You wouldn’t think it would be a hard thing to convince the board, or anyone else, that building this line is a good idea. After all, the difficulty in building rail lines is that people along the route are displaced. But in this case, the line would be built on an abandoned, but still intact, rail line that was once part of Los Angeles’ historic trolley system. There’s nobody to displace and no tunnels to dig. It’s just a matter of laying new tracks.
Or it would be, if not for a few key “not-in-my-backyard” folks along the line.
Take, for example, the neighborhoods of Cheviot Hills and west of Westwood. The Exposition Line tracks go through these neighborhoods.
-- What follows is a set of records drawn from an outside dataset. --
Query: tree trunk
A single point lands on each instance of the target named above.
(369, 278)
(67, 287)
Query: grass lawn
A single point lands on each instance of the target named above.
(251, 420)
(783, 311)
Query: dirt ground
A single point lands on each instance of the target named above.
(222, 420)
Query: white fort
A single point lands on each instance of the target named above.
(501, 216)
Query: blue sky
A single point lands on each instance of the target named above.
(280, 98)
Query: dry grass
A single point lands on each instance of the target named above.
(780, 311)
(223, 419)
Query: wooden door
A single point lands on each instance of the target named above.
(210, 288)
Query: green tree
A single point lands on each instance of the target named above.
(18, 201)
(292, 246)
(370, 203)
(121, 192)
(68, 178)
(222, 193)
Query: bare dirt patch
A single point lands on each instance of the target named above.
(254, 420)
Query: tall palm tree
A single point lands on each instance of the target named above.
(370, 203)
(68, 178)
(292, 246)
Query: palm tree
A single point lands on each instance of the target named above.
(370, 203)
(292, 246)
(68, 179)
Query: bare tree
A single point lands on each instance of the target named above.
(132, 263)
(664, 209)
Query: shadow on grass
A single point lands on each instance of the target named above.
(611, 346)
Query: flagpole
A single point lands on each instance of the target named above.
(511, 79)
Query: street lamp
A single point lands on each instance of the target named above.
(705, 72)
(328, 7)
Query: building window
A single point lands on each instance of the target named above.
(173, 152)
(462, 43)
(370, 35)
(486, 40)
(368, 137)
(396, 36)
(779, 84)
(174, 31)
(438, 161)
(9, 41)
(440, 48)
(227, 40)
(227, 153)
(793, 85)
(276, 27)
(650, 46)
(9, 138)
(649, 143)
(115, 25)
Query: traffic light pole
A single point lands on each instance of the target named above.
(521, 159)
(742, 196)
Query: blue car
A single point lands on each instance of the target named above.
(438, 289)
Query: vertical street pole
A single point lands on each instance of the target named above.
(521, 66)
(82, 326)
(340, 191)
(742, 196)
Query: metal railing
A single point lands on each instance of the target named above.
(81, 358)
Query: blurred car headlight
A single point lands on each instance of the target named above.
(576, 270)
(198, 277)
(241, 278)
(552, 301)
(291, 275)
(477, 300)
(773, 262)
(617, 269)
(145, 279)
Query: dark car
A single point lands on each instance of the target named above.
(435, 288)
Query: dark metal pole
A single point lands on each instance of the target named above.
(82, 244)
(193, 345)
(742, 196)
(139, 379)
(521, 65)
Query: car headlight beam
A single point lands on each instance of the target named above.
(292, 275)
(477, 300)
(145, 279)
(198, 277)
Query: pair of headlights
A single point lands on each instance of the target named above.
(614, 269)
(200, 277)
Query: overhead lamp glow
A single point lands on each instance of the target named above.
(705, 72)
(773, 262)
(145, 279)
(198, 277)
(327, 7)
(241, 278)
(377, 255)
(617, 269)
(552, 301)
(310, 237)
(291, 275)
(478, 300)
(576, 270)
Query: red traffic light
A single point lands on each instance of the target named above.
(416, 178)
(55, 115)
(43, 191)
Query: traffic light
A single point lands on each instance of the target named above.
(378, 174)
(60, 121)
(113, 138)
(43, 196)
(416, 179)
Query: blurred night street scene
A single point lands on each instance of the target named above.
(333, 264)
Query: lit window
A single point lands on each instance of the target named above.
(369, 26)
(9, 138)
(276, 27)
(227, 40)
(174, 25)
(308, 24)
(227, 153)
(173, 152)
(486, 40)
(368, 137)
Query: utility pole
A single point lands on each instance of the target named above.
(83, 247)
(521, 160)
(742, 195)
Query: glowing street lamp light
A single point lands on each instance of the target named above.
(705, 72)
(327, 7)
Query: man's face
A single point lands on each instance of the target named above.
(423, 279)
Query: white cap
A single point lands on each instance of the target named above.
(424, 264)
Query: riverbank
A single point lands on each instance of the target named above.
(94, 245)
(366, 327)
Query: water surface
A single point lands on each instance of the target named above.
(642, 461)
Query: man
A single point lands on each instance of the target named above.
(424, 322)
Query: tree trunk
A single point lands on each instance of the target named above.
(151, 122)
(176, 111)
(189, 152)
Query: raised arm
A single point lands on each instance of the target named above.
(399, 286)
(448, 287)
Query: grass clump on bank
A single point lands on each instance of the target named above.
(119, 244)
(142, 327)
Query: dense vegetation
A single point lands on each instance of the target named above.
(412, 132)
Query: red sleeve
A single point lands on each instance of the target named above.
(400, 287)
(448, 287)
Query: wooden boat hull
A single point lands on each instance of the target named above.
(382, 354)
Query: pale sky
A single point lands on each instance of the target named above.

When some of these residents moved in, there were still freight trains running on those tracks. For the people who moved in later, well, wouldn’t the presence of tracks usually suggest a presence of trains?
Yet the people who live in these neighborhoods have unapologetically tied up the construction of this line for about 20 years. And despite an outpouring of support for the line from the rest of the city and the Westside, they’re still trying to stop the project.
Members of these homeowners associations shout all sorts of nonsense about trains being dangerous, smelly, dirty. In truth, rail is so much safer than automobiles that building the line will save lives by reducing auto use and with it, auto accidents. As for pollution, the trains, which are powered via an electric overhead wire, make no emissions.
To get construction of the line started, transit planners have devised a way to bypass Cheviot Hills and Westwood. It brings the line through far more densely populated areas, assuring more riders. But now some homeowners along the diversion route are upset, insisting the train be put back on its original route, threatening to delay the project once again
So next time you’re stuck in traffic, realize that it’s no accident that life has gotten so miserable. As for the traffic monsters, it was only recently that I discovered that an associate is one of those west-of-Westwood residents who has actively campaigned against rail on Exposition. Now when I sit in bumper-to-bumper traffic on the way to the Westside, waiting for the day when that light rail line will finally be built, all I can think of is stopping off and giving him a piece of my mind.